The shift will be driven by the increasing power and strength of emerging market economies, with six countries – Brazil, China, India, Indonesia, Russia and South Korea – accounting for more than half of global growth in 14 years.

According to the World Bank report – released on Tuesday – emerging economies will grow at a rate of 4.7 per cent between now and 2025, a much faster pace than advanced economies which are expected to grow by 2.3 per cent over the same time-frame.
“The balance of global growth and investment will shift to developing or emerging economies,” said Mansoor Dailami, the lead author of the report.

The implications are wide-ranging. For instance, Mr Dailami said this power shift would lead to big boosts in investment flows to the countries driving global growth, with a significant increase in cross-border mergers and acquisitions activity, and a changing corporate landscape in which “you’re not going to see the dominance of established multinationals”.

In addition, a different international monetary system will gradually evolve, wiping out the US dollar’s position as the world’s main reserve currency.

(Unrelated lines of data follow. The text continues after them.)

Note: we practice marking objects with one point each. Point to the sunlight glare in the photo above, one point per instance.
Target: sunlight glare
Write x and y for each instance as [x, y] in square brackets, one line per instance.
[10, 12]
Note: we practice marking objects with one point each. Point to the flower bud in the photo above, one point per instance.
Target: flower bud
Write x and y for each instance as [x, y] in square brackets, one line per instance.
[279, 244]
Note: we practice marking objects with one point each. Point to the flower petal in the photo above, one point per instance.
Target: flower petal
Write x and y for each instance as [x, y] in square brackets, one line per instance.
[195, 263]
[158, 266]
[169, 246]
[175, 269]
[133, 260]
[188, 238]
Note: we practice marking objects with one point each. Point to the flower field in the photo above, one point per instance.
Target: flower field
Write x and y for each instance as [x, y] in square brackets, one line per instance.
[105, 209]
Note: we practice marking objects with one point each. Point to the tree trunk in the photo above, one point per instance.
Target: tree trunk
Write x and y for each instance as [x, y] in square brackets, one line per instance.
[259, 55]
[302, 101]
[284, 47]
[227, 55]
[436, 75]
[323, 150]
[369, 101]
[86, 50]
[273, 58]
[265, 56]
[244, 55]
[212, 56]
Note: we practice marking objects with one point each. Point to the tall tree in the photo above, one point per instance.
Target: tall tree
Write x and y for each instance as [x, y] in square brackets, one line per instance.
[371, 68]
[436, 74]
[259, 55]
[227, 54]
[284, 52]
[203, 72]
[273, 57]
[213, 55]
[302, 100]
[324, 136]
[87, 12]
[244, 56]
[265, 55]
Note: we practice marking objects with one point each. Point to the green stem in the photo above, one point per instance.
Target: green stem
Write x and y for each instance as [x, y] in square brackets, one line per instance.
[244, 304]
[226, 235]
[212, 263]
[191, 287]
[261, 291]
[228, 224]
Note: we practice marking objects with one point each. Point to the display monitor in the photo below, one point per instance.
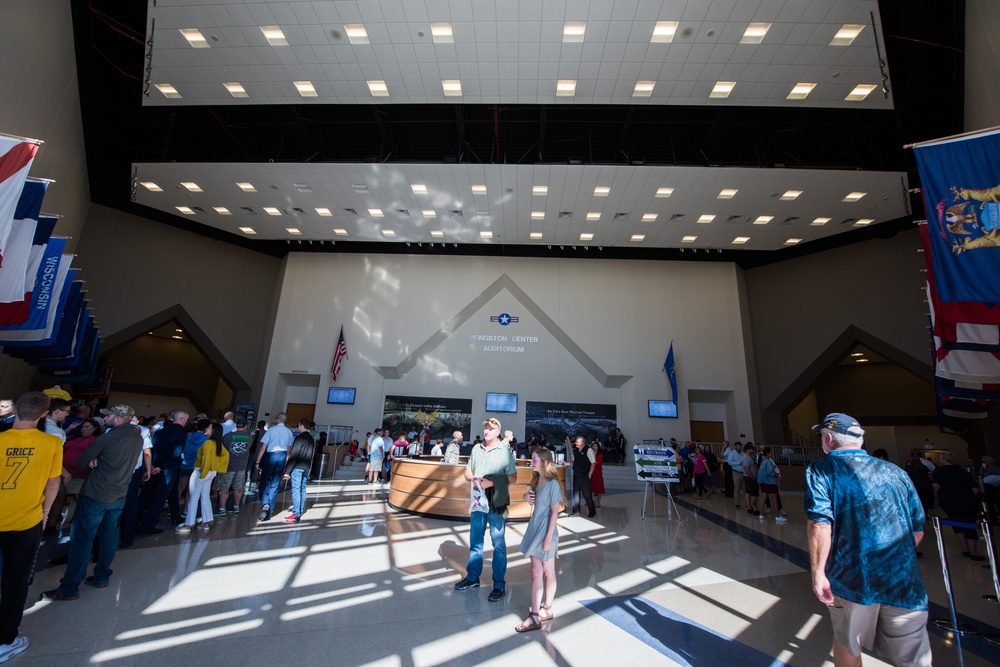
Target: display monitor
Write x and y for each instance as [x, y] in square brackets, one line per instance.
[666, 409]
[341, 395]
[497, 402]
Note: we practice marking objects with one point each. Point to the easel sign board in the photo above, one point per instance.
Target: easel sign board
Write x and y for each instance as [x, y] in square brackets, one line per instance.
[655, 464]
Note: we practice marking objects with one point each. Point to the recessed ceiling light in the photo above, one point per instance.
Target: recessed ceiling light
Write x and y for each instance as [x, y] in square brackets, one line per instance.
[274, 35]
[574, 31]
[442, 33]
[754, 34]
[664, 31]
[643, 88]
[722, 89]
[800, 91]
[305, 88]
[378, 88]
[195, 38]
[847, 34]
[236, 89]
[168, 91]
[860, 92]
[565, 87]
[356, 33]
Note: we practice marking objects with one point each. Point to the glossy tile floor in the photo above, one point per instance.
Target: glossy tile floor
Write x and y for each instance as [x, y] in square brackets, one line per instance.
[357, 583]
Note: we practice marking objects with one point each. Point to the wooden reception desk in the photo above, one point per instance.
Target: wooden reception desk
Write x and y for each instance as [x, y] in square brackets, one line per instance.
[429, 487]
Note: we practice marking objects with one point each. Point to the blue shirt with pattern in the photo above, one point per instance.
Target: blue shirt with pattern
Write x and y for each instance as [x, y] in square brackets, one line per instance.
[873, 510]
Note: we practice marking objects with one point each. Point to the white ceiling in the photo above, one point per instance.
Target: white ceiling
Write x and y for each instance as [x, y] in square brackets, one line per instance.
[506, 208]
[512, 51]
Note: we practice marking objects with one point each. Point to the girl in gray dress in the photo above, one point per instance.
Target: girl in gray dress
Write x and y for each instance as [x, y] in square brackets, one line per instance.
[541, 540]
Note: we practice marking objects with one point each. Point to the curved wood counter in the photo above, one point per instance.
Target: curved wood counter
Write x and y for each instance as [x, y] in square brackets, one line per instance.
[429, 487]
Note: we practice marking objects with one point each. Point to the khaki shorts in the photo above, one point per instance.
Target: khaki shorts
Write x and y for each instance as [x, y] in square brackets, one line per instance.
[895, 634]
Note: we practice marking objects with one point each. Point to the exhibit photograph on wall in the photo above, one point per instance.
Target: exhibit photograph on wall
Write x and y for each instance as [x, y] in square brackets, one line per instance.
[431, 418]
[559, 421]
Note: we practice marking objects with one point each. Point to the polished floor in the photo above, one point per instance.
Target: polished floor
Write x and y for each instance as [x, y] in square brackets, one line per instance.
[357, 583]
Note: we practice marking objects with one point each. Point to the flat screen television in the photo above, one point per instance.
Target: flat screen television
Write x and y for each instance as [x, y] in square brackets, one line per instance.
[341, 395]
[497, 402]
[666, 409]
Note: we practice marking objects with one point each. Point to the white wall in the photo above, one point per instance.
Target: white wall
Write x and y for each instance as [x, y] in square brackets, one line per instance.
[621, 314]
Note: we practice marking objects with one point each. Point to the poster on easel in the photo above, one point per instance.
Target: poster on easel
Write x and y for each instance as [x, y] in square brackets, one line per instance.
[655, 462]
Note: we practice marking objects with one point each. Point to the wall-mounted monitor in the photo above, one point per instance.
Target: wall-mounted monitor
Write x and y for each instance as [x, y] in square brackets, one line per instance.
[497, 402]
[341, 395]
[666, 409]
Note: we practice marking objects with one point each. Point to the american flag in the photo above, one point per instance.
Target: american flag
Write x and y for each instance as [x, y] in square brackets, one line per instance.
[339, 355]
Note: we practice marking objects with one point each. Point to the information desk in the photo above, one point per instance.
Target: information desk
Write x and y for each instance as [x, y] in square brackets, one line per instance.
[427, 486]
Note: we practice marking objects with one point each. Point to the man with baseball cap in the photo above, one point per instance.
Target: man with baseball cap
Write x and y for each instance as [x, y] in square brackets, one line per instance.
[111, 458]
[491, 467]
[865, 521]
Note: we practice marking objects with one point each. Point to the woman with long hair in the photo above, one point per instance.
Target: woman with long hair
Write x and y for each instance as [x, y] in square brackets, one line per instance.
[541, 539]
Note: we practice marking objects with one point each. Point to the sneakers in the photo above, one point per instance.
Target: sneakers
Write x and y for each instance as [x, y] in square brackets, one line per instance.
[8, 651]
[466, 584]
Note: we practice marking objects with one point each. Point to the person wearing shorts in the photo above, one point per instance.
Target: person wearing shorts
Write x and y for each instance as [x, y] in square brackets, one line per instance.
[864, 553]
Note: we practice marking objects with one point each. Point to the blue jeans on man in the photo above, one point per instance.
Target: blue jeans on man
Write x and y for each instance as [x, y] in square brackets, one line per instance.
[477, 535]
[92, 520]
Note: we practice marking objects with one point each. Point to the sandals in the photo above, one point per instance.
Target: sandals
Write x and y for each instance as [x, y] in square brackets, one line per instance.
[536, 624]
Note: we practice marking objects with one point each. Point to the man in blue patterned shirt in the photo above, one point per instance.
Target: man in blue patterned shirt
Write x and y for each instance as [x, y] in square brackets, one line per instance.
[865, 521]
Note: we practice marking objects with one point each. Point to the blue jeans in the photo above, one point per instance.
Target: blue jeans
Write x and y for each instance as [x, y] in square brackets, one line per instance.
[92, 519]
[299, 478]
[477, 534]
[270, 477]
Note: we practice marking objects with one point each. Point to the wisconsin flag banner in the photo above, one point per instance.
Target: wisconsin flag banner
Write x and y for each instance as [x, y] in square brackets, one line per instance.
[960, 179]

“The current predominance of the US dollar would end sometime before 2025 and would be replaced by a monetary system in which the dollar, the euro and the renminbi would each serve as full-fledge international currencies,” the report said, highlighting what it considered the “most likely” of three scenarios for the currency markets in 15 years.

The report identified the euro as the most “credible” rival to the US dollar, with one caveat. “Its status is poised to expand, provided the euro can successfully overcome the sovereign debt crises currently faced by several of its member countries and can avoid the moral hazard problems associated with bail-outs of countries within the European Union,” the report said.

On China, the report noted that authorities there had already started “internationalising” the renminbi by developing an offshore market in the currency and encouraging the use of the renminbi in settling and invoicing international trade transactions.

“A larger role for the renminbi would help resolve the disparity between China’s great economic strength on the global stage and its heavy reliance on foreign currencies,” the report said.
The scenario presented by the World Bank means that financial institutions will have to “adapt fast to keep up,” said Justin Yifu Lin, the group’s chief economist.